Pero volviendo a los periodistas, la frase final de la nota de Gabriel Pereyra
en El Observador conviene citarla íntegra: “La
dictadura militar quedará como una dolorosa mancha en la historia de la
democracia uruguaya. La forma en que procedió la politizada Justicia con
algunas consecuencias de aquella dictadura, será otra mancha más en la historia
del Estado de Derecho, cuya solidez se mide no sólo por la forma en que protege
el derecho de las víctimas, sino también, y sobre todo, el de los victimarios”.
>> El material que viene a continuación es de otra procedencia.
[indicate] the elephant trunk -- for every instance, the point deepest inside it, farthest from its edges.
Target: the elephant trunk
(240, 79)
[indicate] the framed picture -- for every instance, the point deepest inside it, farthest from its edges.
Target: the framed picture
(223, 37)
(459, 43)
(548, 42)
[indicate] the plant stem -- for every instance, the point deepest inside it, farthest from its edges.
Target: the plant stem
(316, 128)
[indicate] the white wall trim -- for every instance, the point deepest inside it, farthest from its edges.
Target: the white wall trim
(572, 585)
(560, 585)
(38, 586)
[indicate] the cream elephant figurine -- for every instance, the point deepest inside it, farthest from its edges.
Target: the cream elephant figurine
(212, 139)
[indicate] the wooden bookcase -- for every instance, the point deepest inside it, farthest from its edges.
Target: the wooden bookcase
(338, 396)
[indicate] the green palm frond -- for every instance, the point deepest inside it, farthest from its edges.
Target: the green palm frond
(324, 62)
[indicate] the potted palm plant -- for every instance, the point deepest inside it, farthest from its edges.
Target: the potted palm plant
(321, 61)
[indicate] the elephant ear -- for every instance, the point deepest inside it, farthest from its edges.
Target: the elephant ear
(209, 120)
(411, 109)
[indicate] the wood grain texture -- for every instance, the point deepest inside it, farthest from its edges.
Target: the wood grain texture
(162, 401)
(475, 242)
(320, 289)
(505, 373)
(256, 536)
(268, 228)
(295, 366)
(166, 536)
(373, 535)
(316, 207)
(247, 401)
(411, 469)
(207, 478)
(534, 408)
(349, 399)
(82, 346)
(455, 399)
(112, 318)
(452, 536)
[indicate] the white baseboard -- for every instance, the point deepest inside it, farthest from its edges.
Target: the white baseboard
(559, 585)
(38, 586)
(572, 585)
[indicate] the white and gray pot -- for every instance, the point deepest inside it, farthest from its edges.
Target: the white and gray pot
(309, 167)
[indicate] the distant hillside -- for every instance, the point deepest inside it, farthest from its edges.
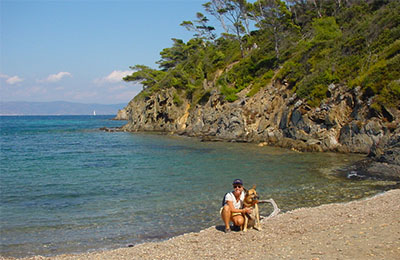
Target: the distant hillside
(57, 108)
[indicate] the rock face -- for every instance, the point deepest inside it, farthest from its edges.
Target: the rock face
(122, 115)
(345, 122)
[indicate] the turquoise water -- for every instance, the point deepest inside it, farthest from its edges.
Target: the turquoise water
(68, 187)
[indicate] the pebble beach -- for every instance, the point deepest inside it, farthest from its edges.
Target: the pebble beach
(363, 229)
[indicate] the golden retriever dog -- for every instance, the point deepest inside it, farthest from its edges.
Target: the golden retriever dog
(251, 201)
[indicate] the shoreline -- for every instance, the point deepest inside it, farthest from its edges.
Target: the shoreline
(368, 228)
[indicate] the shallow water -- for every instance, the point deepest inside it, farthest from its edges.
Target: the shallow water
(68, 187)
Veamos. Es más fácil escribir una nota que leer todo el expediente
judicial que abre paso a una condena o dar seguimiento a todos los testimonios
que se producen en torno a una causa a lo largo de los años. Pero no debemos
olvidar que el mentado Estado de Derecho reserva la función de administración
de justicia al Poder Judicial y si bien los dictámenes en todos los ámbitos,
especialmente en el ámbito penal, siempre serán motivo de polémica, las
resoluciones judiciales deben ser apeladas formalmente ante tribunales
superiores del propio poder, que para eso existen varias instancias antes de
considerarse una cosa juzgada. En ese marco, los textos más o menos
inculpatorios o las monumentales y encendidas defensas de los condenados en la
palestra pública pueden cumplir una función política o constituir testimonios
éticos insoslayables, pero de ningún modo deben erigirse por encima del poder
público ni sustituir a los que tienen la responsabilidad constitucional de
juzgar. En un Estado de Derecho que se precie, el grito de la tribuna es
simplemente eso: grito de la tribuna, nada más y nada menos.
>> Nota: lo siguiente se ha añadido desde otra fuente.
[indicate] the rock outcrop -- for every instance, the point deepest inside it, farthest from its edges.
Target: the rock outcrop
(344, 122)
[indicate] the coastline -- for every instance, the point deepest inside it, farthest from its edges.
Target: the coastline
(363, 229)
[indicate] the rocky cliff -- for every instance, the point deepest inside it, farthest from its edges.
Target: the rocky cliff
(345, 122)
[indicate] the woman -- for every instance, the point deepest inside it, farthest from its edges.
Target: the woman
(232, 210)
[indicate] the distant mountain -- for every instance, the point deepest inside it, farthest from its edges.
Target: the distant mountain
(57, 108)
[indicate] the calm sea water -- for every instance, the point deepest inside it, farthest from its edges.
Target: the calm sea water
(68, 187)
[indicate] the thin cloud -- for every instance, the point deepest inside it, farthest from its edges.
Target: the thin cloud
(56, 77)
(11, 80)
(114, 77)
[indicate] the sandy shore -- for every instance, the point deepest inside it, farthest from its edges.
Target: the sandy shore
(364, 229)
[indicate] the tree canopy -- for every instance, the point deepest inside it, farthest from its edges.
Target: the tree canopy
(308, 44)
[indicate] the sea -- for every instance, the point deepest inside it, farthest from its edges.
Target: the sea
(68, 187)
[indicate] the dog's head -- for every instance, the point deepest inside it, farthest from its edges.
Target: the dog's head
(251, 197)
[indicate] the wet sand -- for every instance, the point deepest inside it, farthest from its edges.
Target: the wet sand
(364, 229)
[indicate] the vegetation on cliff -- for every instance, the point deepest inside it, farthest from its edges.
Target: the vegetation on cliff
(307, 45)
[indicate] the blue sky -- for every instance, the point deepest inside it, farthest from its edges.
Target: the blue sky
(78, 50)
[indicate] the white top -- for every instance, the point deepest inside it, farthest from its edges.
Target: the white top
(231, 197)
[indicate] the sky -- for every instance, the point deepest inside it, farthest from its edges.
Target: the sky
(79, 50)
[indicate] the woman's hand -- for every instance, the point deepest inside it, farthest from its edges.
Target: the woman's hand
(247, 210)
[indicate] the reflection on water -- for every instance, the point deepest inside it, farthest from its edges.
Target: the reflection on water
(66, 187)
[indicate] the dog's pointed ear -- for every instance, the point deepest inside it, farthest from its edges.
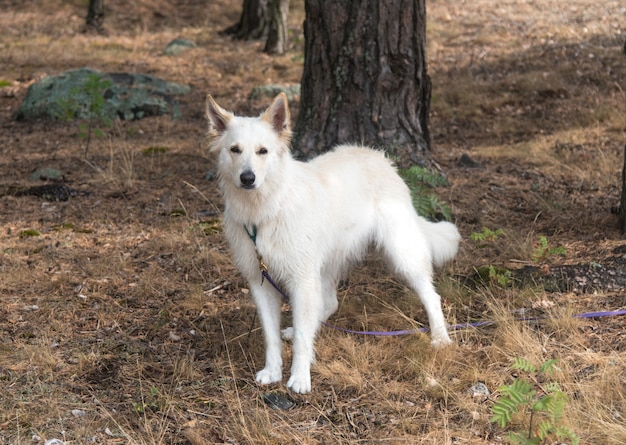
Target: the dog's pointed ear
(278, 116)
(218, 117)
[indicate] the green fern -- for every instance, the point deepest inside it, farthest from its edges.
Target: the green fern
(421, 181)
(544, 402)
(543, 251)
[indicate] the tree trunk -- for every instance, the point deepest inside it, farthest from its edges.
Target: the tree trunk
(95, 16)
(277, 33)
(365, 78)
(253, 23)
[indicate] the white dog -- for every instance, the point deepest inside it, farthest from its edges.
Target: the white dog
(308, 222)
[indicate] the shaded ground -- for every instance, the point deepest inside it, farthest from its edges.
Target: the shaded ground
(122, 319)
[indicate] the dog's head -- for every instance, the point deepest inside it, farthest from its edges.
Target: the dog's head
(249, 147)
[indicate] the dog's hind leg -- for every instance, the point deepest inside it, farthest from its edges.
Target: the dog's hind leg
(268, 305)
(330, 304)
(408, 251)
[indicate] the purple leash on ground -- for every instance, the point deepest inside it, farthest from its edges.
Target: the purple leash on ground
(455, 327)
(266, 276)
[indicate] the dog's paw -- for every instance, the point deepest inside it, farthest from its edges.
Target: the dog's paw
(267, 376)
(300, 384)
(287, 334)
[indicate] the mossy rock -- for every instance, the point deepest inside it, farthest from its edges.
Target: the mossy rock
(128, 96)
Si uno se toma el trabajo de estudiar el caso de Nibia Sabalsagaray, lo
primero que salta a las claras es que Miguel Ángel Dalmao tuvo algo que ver con
su muerte. Por lo menos, algo que ver. Nadie puede pasar por alto que era él
quien ejercía, esa fatídica madrugada, la jefatura de la unidad antisubversiva
en el batallón de transmisiones número 1, suplantando a su jefe, que estaba
sancionado. Él, por alférez que fuera, era oficial del S2 a cargo ese día, y
además fue él, Dalmao, el que firmó el informe militar en que se da cuenta del
presunto suicidio de Nibia. Las inconsistencias sobre la versión del suicidio son
múltiples y para aclarar el caso se tomaron diversidad de testimonios,
participaron innumerables peritos y actuaron cuatro fiscales y cinco jueces,
incluyendo fiscales penales, de corte, jueces penal, de apelaciones y una jueza
más que es la que determina la condena. En todos los casos, coinciden con
señalar la responsabilidad en el grado de coautores tanto del extinto general
Dalmao como del coronel retirado Chialanza, que era el jefe del batallón en ese
momento, y cuyos procesamientos fueran dictaminados en 2010, luego de que la
Suprema Corte de Justicia decretó la inconstitucionalidad de la ley de
caducidad para ese caso.
No tiene sentido ahondar en los detalles que surgen del expediente.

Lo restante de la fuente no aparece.